Check if an array of array contains an array-CodePudding

Here are two columns of my dataframe (df):

A	B
["a"]	[["a"], ["b"]]
["c"]	[["a"], ["b"]]

I want to create an array that tells whether the array in column A is in the array of array which is in column B, like this:

A	B	C
["a"]	[["a"], ["b"]]	True
["c"]	[["a"], ["b"]]	False

I tried df.select("A", "B", array_contains(F.col("B"), F.col("A")).alias("C")) but got an error:

org.apache.spark.SparkRuntimeException: The feature is not supported: literal for '' of class java.util.ArrayList

It seems that array of array isn't implemented in PySpark. Is there a workaround?

CodePudding user response：

You can use exists and transform functions in SQL expr.

df = df.withColumn('C', F.expr('exists(transform(B, x -> x == A), x -> x is true)'))

CodePudding user response：

You can check it using arrays_overlap after flatten is used on the column "B".

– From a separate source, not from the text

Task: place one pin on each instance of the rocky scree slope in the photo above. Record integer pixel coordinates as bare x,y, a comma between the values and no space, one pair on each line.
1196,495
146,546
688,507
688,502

F.arrays_overlap("A", F.flatten("B"))

Full test:

from pyspark.sql import functions as F
df = spark.createDataFrame(
    [(["a"], [["a"], ["b"]]),
     (["c"], [["a"], ["b"]])],
    ['A', 'B'])

df = df.withColumn("C", F.arrays_overlap("A", F.flatten("B")))

df.show()
#  --- ---------- ----- 
# |  A|         B|    C|
#  --- ---------- ----- 
# |[a]|[[a], [b]]| true|
# |[c]|[[a], [b]]|false|
#  --- ---------- -----